English radio presenter (born 1993)

Sonny Jay Muharrem (born 30 June 1993) is an English radio presenter and singer. As a member of the boy band Loveable Rogues, he was a finalist on Britain's Got Talent in 2012 before beginning a career in radio presenting. From 2018 to 2022, he co-presented on Capital Breakfast. In 2021, he won the thirteenth series of Dancing on Ice. Since 2023, he has presented The Capital Late Show.

==Career==
As a musician he was known for being a member of the group Loveable Rogues who reached the finals of the sixth series of Britain's Got Talent in 2012, and subsequently signed a record deal with Simon Cowell's record company Syco Music. As a radio presenter he presented Phoenix FM from 2015 to 2017 before moving to Capital FM in 2018. He co-presented Capital Breakfast alongside Roman Kemp and Vick Hope (later Sian Welby), until he announced his departure in December 2022, when he announced he would be leaving to take over Marvin Humes' slot on The Capital Late Show every Monday to Thursday, he started in January 2023.

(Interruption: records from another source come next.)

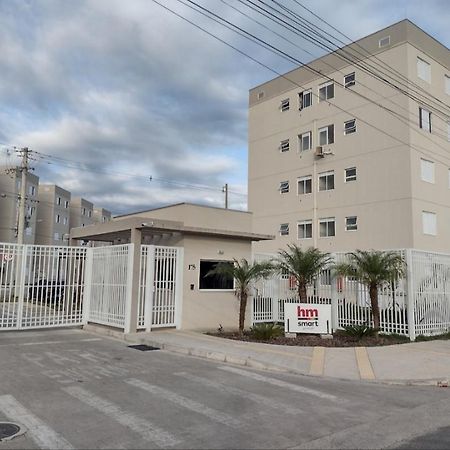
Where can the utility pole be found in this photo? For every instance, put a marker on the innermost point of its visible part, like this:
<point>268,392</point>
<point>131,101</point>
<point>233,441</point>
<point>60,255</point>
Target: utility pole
<point>24,152</point>
<point>225,190</point>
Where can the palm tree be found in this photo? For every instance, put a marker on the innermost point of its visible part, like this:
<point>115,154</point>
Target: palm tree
<point>303,265</point>
<point>374,269</point>
<point>244,275</point>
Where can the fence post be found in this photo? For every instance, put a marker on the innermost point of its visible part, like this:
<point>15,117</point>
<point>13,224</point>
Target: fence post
<point>334,302</point>
<point>149,288</point>
<point>22,265</point>
<point>87,291</point>
<point>410,295</point>
<point>179,287</point>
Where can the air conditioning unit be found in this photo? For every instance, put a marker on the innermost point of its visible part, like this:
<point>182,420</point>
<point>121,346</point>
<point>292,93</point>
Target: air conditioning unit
<point>319,152</point>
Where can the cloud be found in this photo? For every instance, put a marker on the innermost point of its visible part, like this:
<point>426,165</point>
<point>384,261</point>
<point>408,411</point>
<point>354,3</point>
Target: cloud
<point>127,88</point>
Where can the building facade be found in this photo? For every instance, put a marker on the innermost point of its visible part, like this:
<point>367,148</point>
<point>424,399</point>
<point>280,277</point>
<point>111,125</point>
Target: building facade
<point>53,215</point>
<point>340,159</point>
<point>10,184</point>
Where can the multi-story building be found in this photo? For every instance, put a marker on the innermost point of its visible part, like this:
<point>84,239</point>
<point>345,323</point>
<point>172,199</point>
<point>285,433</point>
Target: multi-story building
<point>341,159</point>
<point>10,188</point>
<point>101,215</point>
<point>53,215</point>
<point>81,212</point>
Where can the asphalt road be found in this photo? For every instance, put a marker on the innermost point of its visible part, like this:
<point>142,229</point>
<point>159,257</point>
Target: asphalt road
<point>71,389</point>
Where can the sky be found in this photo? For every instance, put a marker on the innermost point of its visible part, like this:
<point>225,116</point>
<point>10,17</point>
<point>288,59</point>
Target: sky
<point>137,108</point>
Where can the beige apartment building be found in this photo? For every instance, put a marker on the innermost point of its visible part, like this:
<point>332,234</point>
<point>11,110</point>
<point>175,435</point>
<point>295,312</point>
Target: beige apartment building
<point>53,215</point>
<point>341,160</point>
<point>10,183</point>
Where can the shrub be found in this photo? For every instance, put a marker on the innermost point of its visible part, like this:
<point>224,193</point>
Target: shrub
<point>359,331</point>
<point>266,331</point>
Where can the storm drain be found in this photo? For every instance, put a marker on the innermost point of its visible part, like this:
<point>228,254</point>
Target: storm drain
<point>143,347</point>
<point>8,430</point>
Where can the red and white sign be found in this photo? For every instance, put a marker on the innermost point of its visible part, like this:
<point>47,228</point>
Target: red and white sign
<point>307,318</point>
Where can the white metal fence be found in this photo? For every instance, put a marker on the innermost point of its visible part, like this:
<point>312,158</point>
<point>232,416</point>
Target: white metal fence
<point>160,286</point>
<point>41,286</point>
<point>417,304</point>
<point>109,284</point>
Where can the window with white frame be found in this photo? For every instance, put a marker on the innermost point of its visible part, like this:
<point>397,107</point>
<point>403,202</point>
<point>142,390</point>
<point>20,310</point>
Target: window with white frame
<point>305,141</point>
<point>427,170</point>
<point>423,70</point>
<point>305,99</point>
<point>349,80</point>
<point>425,119</point>
<point>327,227</point>
<point>284,187</point>
<point>429,223</point>
<point>284,229</point>
<point>326,181</point>
<point>284,105</point>
<point>326,135</point>
<point>351,223</point>
<point>304,185</point>
<point>326,91</point>
<point>350,126</point>
<point>350,174</point>
<point>284,145</point>
<point>304,229</point>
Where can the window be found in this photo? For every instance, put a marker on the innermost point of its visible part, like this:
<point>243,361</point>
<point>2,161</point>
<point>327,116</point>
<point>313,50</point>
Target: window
<point>349,80</point>
<point>284,187</point>
<point>326,135</point>
<point>284,229</point>
<point>304,185</point>
<point>383,42</point>
<point>351,223</point>
<point>423,70</point>
<point>284,145</point>
<point>284,105</point>
<point>429,223</point>
<point>305,99</point>
<point>427,170</point>
<point>350,174</point>
<point>304,229</point>
<point>326,91</point>
<point>350,126</point>
<point>214,282</point>
<point>305,141</point>
<point>326,181</point>
<point>425,119</point>
<point>327,227</point>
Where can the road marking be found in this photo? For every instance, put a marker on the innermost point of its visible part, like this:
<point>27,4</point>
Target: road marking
<point>280,383</point>
<point>24,344</point>
<point>145,429</point>
<point>40,432</point>
<point>241,393</point>
<point>364,365</point>
<point>318,361</point>
<point>187,403</point>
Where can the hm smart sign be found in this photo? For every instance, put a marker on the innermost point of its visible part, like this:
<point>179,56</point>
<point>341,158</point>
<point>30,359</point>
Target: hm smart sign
<point>307,318</point>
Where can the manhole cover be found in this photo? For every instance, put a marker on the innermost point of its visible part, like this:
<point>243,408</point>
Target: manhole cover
<point>143,347</point>
<point>8,430</point>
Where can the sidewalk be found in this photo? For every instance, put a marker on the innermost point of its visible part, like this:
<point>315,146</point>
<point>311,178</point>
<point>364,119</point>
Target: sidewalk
<point>414,363</point>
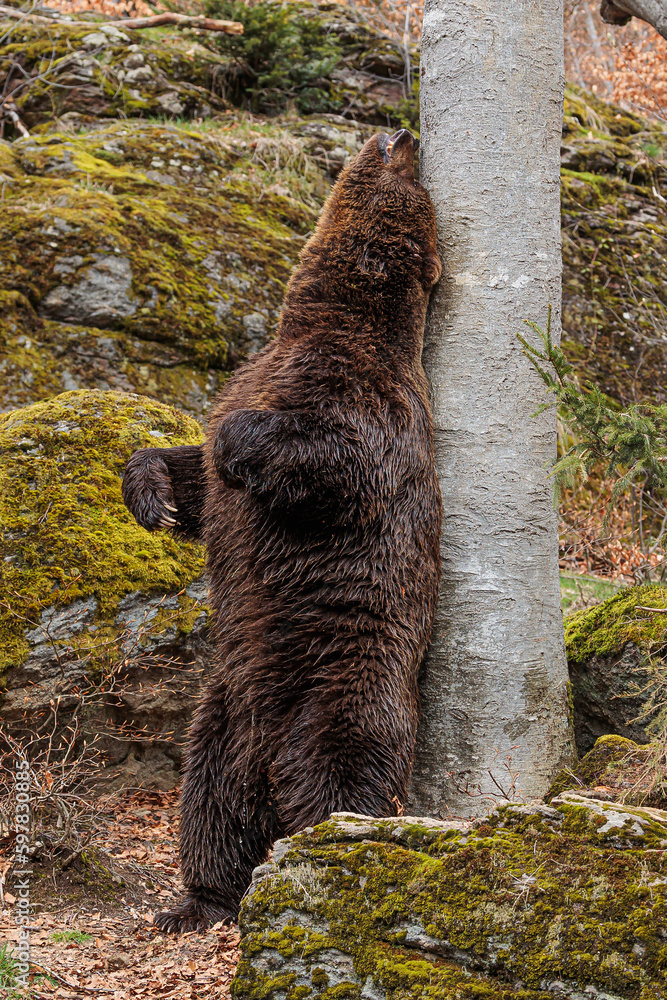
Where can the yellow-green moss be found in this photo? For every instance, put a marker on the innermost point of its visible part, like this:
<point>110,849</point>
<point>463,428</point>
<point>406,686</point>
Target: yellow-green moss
<point>531,898</point>
<point>595,767</point>
<point>207,234</point>
<point>614,230</point>
<point>608,627</point>
<point>66,533</point>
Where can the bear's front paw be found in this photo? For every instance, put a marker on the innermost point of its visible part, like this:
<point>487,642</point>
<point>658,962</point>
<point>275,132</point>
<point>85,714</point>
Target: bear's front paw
<point>192,914</point>
<point>147,490</point>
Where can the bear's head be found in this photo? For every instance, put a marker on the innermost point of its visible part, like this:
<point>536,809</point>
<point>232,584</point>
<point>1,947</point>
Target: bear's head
<point>376,236</point>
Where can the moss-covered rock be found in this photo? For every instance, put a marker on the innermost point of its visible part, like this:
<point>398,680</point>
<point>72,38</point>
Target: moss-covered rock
<point>87,593</point>
<point>152,258</point>
<point>107,71</point>
<point>533,901</point>
<point>614,223</point>
<point>619,770</point>
<point>318,58</point>
<point>615,657</point>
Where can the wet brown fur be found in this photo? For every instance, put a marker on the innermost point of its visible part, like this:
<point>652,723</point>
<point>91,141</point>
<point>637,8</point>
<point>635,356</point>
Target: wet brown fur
<point>321,519</point>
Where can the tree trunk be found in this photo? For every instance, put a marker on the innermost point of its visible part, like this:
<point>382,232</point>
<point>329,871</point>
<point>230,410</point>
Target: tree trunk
<point>654,12</point>
<point>494,695</point>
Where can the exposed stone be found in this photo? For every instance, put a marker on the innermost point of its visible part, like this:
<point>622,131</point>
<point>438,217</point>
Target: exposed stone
<point>614,652</point>
<point>101,297</point>
<point>535,901</point>
<point>104,625</point>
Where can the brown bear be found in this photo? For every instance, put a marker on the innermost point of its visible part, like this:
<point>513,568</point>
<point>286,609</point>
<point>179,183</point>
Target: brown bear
<point>317,498</point>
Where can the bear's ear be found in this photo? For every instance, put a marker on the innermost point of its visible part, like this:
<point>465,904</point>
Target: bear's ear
<point>432,269</point>
<point>398,153</point>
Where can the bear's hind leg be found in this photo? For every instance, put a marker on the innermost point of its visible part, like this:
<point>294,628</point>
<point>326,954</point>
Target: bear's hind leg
<point>345,754</point>
<point>228,822</point>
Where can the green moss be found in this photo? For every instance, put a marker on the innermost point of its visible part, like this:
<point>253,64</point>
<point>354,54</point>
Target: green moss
<point>596,767</point>
<point>614,227</point>
<point>66,534</point>
<point>207,248</point>
<point>529,899</point>
<point>608,627</point>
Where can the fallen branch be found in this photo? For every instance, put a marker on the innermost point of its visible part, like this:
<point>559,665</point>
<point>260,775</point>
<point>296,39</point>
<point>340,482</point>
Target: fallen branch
<point>136,23</point>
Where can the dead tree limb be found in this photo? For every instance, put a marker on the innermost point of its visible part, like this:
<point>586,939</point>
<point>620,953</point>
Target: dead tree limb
<point>619,12</point>
<point>136,23</point>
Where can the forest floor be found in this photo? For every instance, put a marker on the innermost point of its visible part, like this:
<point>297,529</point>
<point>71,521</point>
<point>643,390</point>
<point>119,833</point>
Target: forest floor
<point>93,933</point>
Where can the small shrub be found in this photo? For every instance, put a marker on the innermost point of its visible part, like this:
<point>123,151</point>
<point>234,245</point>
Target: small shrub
<point>284,57</point>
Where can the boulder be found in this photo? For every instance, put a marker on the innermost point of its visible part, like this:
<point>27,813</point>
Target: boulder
<point>614,653</point>
<point>534,901</point>
<point>104,626</point>
<point>614,225</point>
<point>151,258</point>
<point>618,770</point>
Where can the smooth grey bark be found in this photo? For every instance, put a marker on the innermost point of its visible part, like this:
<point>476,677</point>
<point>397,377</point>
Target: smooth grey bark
<point>654,12</point>
<point>495,685</point>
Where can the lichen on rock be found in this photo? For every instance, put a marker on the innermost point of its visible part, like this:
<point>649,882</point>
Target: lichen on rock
<point>82,584</point>
<point>150,258</point>
<point>614,225</point>
<point>615,654</point>
<point>533,901</point>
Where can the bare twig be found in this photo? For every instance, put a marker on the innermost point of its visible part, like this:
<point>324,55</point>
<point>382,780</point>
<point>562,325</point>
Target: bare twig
<point>168,17</point>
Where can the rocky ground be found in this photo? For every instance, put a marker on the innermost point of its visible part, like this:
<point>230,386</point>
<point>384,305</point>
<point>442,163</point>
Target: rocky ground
<point>150,219</point>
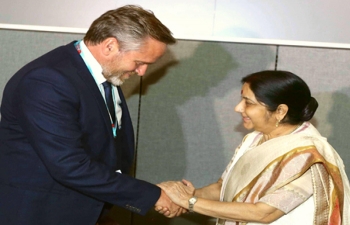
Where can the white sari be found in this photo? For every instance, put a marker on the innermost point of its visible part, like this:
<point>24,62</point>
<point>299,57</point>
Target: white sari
<point>276,172</point>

In 2021, he won the thirteenth series of Dancing on Ice partnered with Angela Egan. He was also a contestant on The Chase: Celebrity Special in December 2021. In 2022, he appeared on Celebrity Mastermind.

==Personal life==
Muharrem became engaged to his girlfriend Lauren Faith in August 2020. They later separated in 2022, stating that they wanted to focus on their careers. Muharrem is in a relationship with Danielle Peazer and in January 2024, they announced that Peazer was pregnant with the couple's first child and was later born on May 8, 2024. It was later revealed as a girl and they named her Mia Muharrem.